This essay is an updated chapter from Luis Buenaventura’s Reinventing Remittances with Bitcoin, available for free in e-book and print form now.

If you’re just joining the Bitcoin train, it’s probably hard to imagine what the world of early 2014 was like. The largest Bitcoin exchange at the time, Mt. Gox, had just imploded and about $450 mln in customer funds had gone missing.

The market reaction to this catastrophic failure was both immediate and prolonged: Bitcoin price would tumble down a series of cliffs from a $1200 peak to a $180 floor over the next 12 months, shaking all but the hardiest of investors.

Using Bitcoin as a mode of transmission rather than a store of value

Preventing such a precipitous loss of value was one of the primary goals of Bitreserve, the startup launched by Halsey Minor in late 2013. Unlike most of the community, the founder of CNET wanted to emphasize Bitcoin’s use as a mode of transmission rather than a store of value, which immediately put him at philosophical odds with purists and crypto-anarchists.

Bitreserve’s product strategy was to mimic the function of a Bitcoin wallet, while actually storing your coins’ value in your preferred fiat currency. Sending Bitcoin to a Bitreserve wallet would instantly peg it against, say, the US Dollar price at the time of transmission.

If the USD price for Bitcoin was $1,100 and you deposited 1 BTC, your Bitreserve account balance would read “$1,100” in perpetuity. When you wanted to spend some of those Bitcoins, Bitreserve would look up the USD-BTC price at that moment, and dynamically convert your dollars to Bitcoins as needed.

This meant that you avoided losses if the Bitcoin price happened to fall, but the converse was also true. When the price started to rise — as during the bull markets of late 2016 and these recent weeks — your money would be left behind, languishing in its fiat prison.

Bitreserve raised close to $10 mln before going through a major revamp in mid-2015. Anthony Watson, the former CIO of Nike, took over the CEO position, and rechristened the company “Uphold.com.” It maintained the original vision of Bitreserve but did so with greater reach and a brighter color palette.

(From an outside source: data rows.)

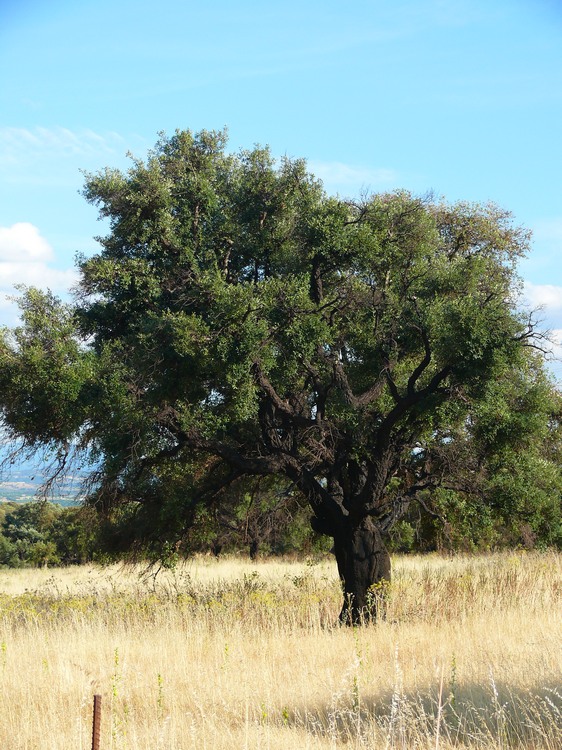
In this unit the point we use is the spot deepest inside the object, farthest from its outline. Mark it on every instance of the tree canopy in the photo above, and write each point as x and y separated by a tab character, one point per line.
238	321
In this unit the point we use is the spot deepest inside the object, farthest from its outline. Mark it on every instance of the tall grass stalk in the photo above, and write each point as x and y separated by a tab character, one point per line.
240	654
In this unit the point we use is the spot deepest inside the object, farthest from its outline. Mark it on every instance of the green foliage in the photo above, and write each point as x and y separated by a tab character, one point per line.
238	323
42	533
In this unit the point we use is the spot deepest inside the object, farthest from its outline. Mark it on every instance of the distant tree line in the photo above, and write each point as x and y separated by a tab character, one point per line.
263	518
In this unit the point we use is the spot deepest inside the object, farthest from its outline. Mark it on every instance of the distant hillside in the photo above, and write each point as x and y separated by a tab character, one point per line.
21	483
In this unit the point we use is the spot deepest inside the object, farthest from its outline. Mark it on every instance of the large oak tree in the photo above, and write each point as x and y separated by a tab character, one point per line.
239	321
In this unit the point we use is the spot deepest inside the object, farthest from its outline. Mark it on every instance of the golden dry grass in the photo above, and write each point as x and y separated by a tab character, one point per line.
234	654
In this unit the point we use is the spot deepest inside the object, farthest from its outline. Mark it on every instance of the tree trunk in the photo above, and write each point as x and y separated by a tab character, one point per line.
364	568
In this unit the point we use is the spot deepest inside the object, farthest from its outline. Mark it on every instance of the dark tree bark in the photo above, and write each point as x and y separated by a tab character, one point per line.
363	565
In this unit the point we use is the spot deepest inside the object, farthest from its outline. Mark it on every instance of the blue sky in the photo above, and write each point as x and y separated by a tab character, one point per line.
462	97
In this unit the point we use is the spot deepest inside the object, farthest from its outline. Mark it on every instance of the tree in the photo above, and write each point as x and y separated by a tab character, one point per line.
240	322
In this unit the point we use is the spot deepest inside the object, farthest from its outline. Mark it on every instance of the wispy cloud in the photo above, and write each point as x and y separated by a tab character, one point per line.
25	142
547	297
353	179
27	258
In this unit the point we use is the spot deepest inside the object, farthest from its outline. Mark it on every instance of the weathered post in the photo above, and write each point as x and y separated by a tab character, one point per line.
96	723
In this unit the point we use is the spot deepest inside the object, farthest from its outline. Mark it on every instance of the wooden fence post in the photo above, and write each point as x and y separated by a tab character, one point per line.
96	723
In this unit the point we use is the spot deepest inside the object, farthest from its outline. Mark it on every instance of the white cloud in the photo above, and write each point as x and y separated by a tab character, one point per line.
346	178
16	143
22	243
547	297
26	258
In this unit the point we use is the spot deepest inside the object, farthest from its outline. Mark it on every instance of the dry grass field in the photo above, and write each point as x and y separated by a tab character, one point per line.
234	654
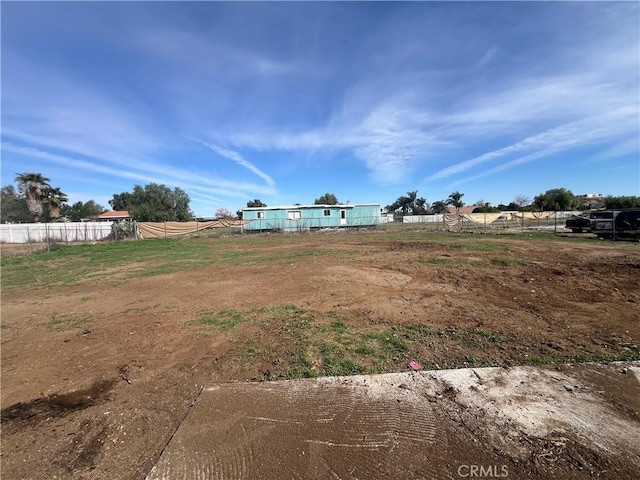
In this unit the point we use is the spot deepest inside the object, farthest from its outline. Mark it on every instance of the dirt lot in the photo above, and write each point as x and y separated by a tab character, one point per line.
98	372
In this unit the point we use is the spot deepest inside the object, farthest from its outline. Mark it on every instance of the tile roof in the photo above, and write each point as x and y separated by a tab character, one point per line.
116	214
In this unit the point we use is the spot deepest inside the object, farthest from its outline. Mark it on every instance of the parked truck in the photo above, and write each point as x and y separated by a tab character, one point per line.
616	224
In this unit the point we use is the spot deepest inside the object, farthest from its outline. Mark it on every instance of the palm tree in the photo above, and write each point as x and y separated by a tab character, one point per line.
32	185
439	206
54	197
455	200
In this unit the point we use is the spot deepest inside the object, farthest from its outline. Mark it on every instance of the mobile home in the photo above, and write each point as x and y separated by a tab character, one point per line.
290	218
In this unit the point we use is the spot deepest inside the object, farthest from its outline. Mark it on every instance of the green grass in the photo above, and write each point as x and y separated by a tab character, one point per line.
67	321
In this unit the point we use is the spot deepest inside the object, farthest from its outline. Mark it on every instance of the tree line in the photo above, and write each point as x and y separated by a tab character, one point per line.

Importantly, they launched the Uphold Connect API, which allowed startups to build their own third-party financial products on top of their expanding network. Uphold was now essentially a wallet-as-a-service platform, allowing young entrepreneurs to build verticals without making large investments in the underlying infrastructure.

Two of those entrepreneurs were Antonio Garcia and Ruben Galindo Steckel, the founders of AirTM. “A year ago, [these] two young guys from Mexico City interned at Uphold’s San Francisco office,” writes Tim Parsa, Uphold’s head of Global Strategy and Markets, on the company blog. “A few months later they presented an idea for an app built on top of Uphold’s open API.”

“Human ATM” and pegged currency balances

AirTM combines two interesting ideas: Abra’s “human ATM” concept and Uphold’s pegged currency balances. It currently enables the flow of funds and exchange of currencies in some 62 countries, including Mexico, Argentina, Venezuela, the US and China. Co-Founder Ruben Galindo Steckel explains that their focus is in helping people in “harsh currency regimes” who are in need of basic financial services.

AirTM works by first connecting its customers with local “cashiers” in their country who can accept their cash deposits. Once the customer hands over their cash, the cashier will then send an equivalent amount of BTC to that customer’s balance on AirTM/Uphold.

Once “in the cloud,” the customer can manage their funds as they see fit. This strategy allows AirTM’s users to maintain their money in any currency they desired, which in the case of Argentina and Venezuela, usually means anything other than their own.

Having cashiers that are based in one or more of their supported countries allows AirTM to essentially facilitate self-service remittances. As long as the sending customer has money in the cloud, they can forward it to any beneficiary anywhere in the world. That beneficiary will then coordinate with their own local community of cashiers to receive funds in their desired currency.

One of the biggest surprises about AirTM is the average size of their transactions. According to Co-Founder Galindo Steckel, it’s just $36.

The global average remittance size is much higher, close to $200. The fact that AirTM’s average is small seems to indicate that they’ve found a way to sustainably facilitate micro-remittances via Bitcoin. That segment that has proven to be largely unreachable for traditional remittance providers like Western Union, whose $4 flat fees force customers to wait and batch their transactions instead of sending them as needed.

When asked what other services AirTM had in store for its users, Galindo Steckel lists “debit cards, microloans and a mobile app” as near-term improvements that the team was already hard at work on.